Do not fear however, for TritonAudio have released the "Broadcast" FetHead which has a fixed gain, no matter what the input impedance. It's nearly double the price however, so those like myself hoping to save a much loved but underpowered preamp may feel the investment would be better spent toward a mic pre upgrade. The FetHead works with dynamic microphones (both moving coil and ribbon) but not with condenser microphones. We noticed an improvement on all tested microphones. A Shure SM57 for instance, sounds more responsive over a broader frequency range. When mated with a high-end dynamic microphone like a Sennheiser MD441, or Shure SM7 our FetHead really shines. Some microphones need a lot more gain than others. Think ribbon mics and broadcast dynamics such as the GearSlut's favourite SM7B and RE20.
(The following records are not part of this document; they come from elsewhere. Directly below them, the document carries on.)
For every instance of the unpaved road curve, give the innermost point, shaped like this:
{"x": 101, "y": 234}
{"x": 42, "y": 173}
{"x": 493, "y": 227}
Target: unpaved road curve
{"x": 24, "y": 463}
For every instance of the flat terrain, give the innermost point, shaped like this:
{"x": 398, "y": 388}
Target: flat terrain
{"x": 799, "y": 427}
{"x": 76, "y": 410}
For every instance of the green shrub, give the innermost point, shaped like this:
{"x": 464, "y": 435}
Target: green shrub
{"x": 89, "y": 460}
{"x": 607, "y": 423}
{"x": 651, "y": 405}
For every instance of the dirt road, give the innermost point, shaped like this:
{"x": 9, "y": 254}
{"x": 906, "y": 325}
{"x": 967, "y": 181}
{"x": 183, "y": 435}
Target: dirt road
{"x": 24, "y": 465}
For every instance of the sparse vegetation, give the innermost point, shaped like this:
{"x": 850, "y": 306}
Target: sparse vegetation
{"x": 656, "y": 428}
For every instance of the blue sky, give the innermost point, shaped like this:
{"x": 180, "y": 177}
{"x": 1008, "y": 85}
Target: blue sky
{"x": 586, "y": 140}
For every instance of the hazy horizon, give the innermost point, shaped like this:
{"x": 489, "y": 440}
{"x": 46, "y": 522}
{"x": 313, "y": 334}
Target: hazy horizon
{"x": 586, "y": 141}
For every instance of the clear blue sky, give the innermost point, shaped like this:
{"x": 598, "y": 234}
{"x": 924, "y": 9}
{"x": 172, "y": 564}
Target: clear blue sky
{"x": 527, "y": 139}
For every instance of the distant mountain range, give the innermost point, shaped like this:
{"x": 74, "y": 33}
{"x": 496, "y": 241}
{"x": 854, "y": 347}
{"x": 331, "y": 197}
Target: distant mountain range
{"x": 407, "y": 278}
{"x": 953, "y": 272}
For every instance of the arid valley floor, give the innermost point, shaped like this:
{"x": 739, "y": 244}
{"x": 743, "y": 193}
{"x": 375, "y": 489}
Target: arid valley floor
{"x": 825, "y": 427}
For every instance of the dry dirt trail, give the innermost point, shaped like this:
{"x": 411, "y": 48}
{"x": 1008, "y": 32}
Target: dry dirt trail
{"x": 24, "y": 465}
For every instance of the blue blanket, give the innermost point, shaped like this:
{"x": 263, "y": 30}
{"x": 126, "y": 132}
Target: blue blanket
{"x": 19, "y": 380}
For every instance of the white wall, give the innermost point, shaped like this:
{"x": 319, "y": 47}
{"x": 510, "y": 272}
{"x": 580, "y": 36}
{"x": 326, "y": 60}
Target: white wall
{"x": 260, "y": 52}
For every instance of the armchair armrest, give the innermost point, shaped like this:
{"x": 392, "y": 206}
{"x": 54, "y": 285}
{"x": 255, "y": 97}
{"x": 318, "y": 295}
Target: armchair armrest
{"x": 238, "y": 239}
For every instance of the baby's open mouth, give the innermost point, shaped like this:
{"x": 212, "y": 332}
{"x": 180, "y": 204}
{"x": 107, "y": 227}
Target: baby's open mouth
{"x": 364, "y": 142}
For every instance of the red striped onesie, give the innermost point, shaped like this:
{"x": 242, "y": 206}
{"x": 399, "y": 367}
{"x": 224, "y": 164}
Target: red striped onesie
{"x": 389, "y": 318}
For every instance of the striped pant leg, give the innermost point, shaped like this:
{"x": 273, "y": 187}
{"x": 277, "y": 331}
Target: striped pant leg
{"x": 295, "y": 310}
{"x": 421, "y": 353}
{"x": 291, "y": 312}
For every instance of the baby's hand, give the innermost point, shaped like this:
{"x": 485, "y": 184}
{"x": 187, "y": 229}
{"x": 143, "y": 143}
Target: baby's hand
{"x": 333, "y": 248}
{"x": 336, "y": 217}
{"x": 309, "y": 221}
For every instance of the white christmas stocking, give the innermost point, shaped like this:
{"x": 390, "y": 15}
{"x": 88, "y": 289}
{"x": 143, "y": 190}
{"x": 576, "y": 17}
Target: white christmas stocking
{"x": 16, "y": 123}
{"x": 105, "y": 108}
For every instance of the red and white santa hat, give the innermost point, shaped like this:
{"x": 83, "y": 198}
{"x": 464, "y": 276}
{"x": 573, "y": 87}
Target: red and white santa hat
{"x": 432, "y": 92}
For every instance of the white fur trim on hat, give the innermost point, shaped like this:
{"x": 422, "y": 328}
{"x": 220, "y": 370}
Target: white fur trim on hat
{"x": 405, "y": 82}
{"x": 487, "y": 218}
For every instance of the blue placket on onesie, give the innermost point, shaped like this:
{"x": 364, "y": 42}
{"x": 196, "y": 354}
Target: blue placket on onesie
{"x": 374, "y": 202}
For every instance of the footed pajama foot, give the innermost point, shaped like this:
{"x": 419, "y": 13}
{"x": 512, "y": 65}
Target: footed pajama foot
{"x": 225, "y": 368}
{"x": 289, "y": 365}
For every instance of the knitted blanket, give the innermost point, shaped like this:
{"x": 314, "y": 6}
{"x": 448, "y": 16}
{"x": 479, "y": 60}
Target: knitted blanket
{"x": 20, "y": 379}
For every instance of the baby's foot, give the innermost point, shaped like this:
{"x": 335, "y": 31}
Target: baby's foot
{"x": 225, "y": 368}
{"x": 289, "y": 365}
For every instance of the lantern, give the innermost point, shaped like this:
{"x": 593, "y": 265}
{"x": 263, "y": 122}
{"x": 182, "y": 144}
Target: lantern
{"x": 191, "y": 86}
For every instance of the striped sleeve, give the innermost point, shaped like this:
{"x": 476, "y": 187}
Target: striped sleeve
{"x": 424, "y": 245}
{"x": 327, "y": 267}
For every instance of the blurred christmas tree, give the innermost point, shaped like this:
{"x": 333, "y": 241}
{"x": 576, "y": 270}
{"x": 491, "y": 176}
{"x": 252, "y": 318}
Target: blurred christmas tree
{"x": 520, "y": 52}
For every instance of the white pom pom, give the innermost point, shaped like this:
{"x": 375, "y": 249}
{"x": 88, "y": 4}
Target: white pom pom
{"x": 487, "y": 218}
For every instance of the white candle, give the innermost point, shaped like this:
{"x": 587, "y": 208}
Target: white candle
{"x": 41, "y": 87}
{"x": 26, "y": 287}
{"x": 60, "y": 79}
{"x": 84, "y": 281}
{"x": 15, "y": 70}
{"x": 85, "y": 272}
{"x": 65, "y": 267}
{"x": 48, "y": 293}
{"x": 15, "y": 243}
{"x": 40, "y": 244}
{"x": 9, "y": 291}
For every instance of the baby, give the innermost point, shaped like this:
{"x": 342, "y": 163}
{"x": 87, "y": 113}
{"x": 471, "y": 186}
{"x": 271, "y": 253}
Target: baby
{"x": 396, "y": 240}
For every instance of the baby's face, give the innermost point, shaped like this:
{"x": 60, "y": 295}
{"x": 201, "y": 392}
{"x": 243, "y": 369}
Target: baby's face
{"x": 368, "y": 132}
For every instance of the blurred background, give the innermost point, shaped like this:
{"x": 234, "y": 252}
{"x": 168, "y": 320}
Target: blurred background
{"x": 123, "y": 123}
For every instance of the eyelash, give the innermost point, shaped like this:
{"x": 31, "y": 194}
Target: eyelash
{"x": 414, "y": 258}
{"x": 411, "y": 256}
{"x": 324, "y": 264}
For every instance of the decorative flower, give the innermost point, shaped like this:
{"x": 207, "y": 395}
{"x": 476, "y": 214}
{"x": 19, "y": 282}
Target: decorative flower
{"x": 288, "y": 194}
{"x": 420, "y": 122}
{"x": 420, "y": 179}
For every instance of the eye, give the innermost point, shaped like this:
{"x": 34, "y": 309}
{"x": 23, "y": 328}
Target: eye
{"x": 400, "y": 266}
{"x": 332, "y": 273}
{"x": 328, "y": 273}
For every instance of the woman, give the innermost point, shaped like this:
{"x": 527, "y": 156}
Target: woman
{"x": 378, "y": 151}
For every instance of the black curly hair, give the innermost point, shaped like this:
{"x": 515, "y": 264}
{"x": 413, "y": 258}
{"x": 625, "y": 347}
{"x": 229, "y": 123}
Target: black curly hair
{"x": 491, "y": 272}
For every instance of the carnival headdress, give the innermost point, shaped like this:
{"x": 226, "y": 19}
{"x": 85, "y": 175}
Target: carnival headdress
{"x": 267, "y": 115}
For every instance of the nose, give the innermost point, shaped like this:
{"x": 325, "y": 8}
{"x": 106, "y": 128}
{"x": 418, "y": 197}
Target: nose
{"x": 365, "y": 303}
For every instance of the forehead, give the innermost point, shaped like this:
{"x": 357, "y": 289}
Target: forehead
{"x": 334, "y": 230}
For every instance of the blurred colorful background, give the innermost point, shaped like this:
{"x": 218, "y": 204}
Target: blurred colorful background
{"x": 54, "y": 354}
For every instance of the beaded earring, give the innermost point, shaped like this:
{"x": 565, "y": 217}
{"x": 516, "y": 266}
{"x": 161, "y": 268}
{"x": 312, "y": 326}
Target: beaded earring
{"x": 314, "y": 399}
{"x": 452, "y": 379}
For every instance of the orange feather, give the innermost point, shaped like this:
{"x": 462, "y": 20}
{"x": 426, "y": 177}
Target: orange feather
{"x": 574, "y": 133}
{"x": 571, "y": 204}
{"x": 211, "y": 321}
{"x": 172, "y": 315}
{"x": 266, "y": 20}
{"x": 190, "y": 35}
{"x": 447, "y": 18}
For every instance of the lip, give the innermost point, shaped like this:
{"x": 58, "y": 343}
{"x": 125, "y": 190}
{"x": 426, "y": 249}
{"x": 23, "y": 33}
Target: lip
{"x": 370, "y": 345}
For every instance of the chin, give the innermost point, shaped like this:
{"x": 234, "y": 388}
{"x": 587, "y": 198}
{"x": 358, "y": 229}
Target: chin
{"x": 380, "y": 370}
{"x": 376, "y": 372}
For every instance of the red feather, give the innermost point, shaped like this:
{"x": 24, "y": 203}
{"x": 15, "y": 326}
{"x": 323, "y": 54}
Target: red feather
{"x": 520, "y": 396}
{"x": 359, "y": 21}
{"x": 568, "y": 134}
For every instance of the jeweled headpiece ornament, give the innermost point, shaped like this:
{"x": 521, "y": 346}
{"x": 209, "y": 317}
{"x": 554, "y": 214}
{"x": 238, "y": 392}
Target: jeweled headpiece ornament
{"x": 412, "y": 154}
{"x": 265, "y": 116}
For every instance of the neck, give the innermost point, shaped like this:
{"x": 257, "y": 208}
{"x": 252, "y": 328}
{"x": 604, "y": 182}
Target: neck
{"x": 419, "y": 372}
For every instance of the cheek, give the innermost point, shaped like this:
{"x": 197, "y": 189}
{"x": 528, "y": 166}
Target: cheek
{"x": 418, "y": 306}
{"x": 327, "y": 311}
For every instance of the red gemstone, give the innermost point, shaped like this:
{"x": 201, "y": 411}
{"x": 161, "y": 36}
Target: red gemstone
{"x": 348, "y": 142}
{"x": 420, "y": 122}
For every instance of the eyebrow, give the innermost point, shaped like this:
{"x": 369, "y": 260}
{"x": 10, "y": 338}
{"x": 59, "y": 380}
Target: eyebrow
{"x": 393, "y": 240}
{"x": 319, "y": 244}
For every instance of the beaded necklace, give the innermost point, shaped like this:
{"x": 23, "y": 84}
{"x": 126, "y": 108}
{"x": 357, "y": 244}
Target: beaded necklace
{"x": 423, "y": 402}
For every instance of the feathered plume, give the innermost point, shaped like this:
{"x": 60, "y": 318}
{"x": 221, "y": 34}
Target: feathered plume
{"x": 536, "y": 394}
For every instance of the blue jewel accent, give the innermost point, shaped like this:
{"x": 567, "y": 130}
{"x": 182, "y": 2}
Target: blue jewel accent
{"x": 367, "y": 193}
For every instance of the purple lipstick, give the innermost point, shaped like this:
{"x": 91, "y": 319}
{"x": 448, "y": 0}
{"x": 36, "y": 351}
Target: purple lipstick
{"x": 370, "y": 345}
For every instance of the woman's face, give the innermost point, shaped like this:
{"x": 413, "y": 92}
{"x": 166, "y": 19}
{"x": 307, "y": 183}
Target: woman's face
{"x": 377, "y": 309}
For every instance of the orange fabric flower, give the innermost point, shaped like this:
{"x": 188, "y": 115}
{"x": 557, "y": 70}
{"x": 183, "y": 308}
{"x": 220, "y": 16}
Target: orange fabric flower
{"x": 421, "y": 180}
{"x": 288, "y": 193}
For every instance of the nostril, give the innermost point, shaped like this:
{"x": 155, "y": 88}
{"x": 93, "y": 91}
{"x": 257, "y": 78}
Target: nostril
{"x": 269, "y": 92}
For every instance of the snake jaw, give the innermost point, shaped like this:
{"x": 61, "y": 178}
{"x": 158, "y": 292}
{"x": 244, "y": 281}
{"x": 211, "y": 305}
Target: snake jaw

Very high quality outboard preamps can cost thousands of dollars so for the average podcaster, models at this price range don’t make too much sense unless money is no object. My audio interface or mixer has a preamp built-in, why do I need another one? You may be wondering, however, about using phantom power with a dynamic or ribbon microphone— shouldn’t you avoid doing this? Triton Audio is a European company which is based in the Netherlands and that’s where its FetHead unit it built. Cloudlifters benefit from the simplicity of their construction. The sturdy steel box sports just enough outlets and connectors to get the job done. This no-frills, high-quality design means that it can withstand show after show.